A colleague at work showed me this interesting GitHub repository: github.com/juditacs/wordcount.
The readme explains what the word-counting challenge is:
The task is to split a text and count each word's frequency, then print the list sorted by frequency in decreasing order. Ties are printed in alphabetical order.
@juditacs did a great job of aggregating different solutions in several programming languages, creating a Dockerfile to easily setup and benchmark all programs against a Hungarian Wikipedia text dump. They even wrote two blog posts about the word-counting challenge. 1, 2
The latest benchmark on the readme was done on 2016-06-13:
Rank | Experiment | CPU seconds | User time | Contributor |
---|---|---|---|---|
1 | java -Xms2G -Xmx8G -classpath java:java/zah-0.6.jar WordCountOptimized | 140.64 | 191.44 | |
2 | java -Xms2G -Xmx8G -classpath java:java/trove-3.0.3.jar WordCountOptimized | 183.17 | 219.39 | |
3 | rust/wordcount/wordcount | 208.86 | 193.34 | Joshua Holmer |
Something I find very interesting is that the java solution was the fastest one submitted. It was faster than the usual suspects of C, C++ and Rust programs.

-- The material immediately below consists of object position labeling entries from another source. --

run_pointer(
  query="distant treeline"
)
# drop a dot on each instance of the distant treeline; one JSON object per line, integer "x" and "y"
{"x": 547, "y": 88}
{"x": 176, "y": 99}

This piqued my interest! Why is Java in the same ballpark as the rust program? Why does the java baseline solution differ so much from the optimized solution? And how can we make the Rust version as fast or even faster than the Java Solution?
Luckily the authors of the optimized java solution left some helpful comments:
Key tricks:
- Faster hashing
- Buffer I/O, either using Buffered I/O classes or by explicitly reading chunks to an array
- Process recurring tokens separately from singletons (big performance gain)
- Work directly with raw bytes (safe for UTF-8), to reduce memory and avoid text decoding cost
Using the same techniques we should be able to boost the rust solution to the top.
Before we start, let's look at the baseline rust implementation first. This is the submitted Rust solution by Joshua Holmer; I added some comments for people who are new to rust.
The rust solution is straight forward and the code is fairly easy to understand. We will use this code as the basis for our optimized rust solution.
Benchmarking
Hyperfine is a benchmarking tool written by the great sharkdp to measure the runtime of different cli commands and to gather benchmark results. The runtime of the baseline rust program against 5M lines of Hungarian Wikipedia is around 28 seconds.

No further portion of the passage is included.